O Presidente do Conselho Nacional de Transição (CNT), Tomás Djassi, anunciou esta terça‑feira, 05 de maio de 2026, que o órgão pretende proceder à revisão de um conjunto de diplomas considerados essenciais para a organização, modernização e funcionamento das Forças de Defesa e Segurança do país.
Segundo Tomás Djassi, os instrumentos jurídicos a serem revistos constituem “pilares indispensáveis para a soberania e a estabilidade do Estado”.
O anúncio foi feito durante a cerimónia de abertura da segunda sessão ordinária do Conselho Nacional de Transição, realizada nas instalações da Assembleia Nacional Popular (ANP).
Na ocasião, o presidente do CNT sublinhou que a sessão agora iniciada decorre num contexto que exige de todos os conselheiros um elevado sentido de responsabilidade, espírito de diálogo e firme compromisso com o interesse nacional.

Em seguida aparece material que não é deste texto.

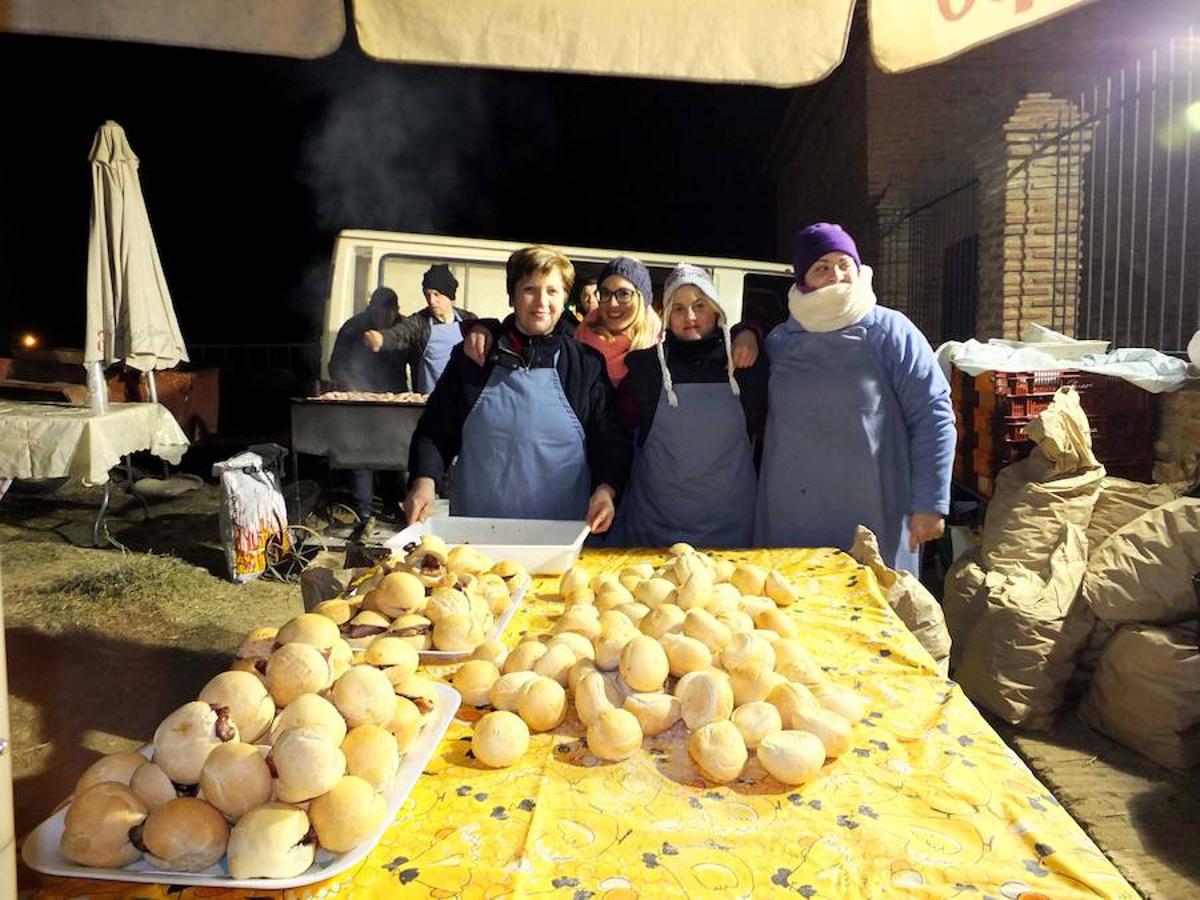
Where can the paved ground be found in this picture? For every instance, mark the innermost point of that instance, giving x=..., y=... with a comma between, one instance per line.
x=181, y=633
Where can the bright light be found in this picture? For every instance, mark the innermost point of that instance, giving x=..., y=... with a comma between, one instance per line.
x=1193, y=115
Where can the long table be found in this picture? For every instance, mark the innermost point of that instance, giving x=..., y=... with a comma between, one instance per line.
x=928, y=803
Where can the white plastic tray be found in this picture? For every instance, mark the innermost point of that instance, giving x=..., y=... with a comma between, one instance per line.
x=502, y=622
x=41, y=847
x=544, y=546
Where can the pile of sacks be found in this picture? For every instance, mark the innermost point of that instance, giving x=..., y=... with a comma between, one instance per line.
x=1083, y=577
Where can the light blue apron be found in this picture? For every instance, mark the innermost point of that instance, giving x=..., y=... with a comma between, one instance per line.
x=694, y=478
x=835, y=451
x=443, y=339
x=523, y=453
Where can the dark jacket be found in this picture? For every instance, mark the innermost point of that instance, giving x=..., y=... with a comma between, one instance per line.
x=412, y=333
x=354, y=367
x=581, y=370
x=690, y=363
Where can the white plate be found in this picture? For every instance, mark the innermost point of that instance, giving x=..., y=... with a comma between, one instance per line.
x=544, y=546
x=41, y=847
x=441, y=657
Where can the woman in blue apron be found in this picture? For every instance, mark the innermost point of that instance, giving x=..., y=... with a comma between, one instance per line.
x=694, y=419
x=535, y=427
x=859, y=429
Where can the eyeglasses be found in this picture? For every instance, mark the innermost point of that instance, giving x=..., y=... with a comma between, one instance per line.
x=624, y=297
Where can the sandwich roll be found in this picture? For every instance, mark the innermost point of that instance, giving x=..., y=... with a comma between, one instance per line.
x=347, y=815
x=97, y=826
x=499, y=739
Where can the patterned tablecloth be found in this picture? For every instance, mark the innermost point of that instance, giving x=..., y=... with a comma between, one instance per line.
x=928, y=803
x=40, y=441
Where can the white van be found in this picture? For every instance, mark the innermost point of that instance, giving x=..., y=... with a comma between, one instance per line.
x=364, y=261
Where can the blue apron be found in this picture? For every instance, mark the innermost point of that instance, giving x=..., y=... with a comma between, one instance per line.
x=443, y=339
x=523, y=453
x=693, y=479
x=835, y=451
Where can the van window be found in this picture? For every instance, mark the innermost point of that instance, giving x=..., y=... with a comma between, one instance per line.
x=765, y=300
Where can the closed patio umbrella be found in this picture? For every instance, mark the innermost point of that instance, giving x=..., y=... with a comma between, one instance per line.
x=130, y=313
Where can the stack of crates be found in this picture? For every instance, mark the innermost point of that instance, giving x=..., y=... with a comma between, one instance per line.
x=991, y=411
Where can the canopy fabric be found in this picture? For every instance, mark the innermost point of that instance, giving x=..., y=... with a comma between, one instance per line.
x=130, y=313
x=910, y=34
x=280, y=28
x=771, y=42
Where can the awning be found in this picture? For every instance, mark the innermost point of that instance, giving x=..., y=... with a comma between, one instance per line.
x=774, y=42
x=910, y=34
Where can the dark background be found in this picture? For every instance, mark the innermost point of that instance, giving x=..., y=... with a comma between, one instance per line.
x=251, y=165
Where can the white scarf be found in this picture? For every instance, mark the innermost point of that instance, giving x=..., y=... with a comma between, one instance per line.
x=835, y=306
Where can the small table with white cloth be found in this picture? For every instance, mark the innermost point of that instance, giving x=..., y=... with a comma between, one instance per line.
x=45, y=441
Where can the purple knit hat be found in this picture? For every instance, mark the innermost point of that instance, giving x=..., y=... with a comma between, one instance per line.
x=633, y=271
x=819, y=239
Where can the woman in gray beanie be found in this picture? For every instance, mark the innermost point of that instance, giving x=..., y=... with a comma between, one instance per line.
x=695, y=418
x=859, y=429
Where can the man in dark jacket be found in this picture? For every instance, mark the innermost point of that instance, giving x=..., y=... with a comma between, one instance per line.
x=534, y=429
x=426, y=337
x=354, y=367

Tomás Djassi afirmou ainda que o plano de trabalho apresentado é “ambicioso” e está estruturado em quatro grandes eixos, com destaque para o eixo institucional do Estado de Direito. Neste âmbito, o CNT irá debruçar‑se sobre estruturas fundamentais, nomeadamente projetos de revisão dos principais Códigos Civil, Penal e Processual, bem como leis estruturantes relativas ao sistema eleitoral, à transparência e ao exercício dos direitos e liberdades fundamentais.
“É com elevado sentido de responsabilidade institucional e profundo compromisso para com a Nação que declaro aberta a segunda sessão ordinária do ano legislativo 2025/2026 do Conselho Nacional de Transição. Quero dirigir uma palavra de reconhecimento a todos os conselheiros pelo empenho e dedicação demonstrados ao longo da primeira sessão ordinária, marcada por intenso trabalho legislativo e institucional e pela afirmação do papel deste Conselho no funcionamento do Estado, enquanto promotor da estabilidade política e jurídica na República da Guiné‑Bissau”, sublinhou.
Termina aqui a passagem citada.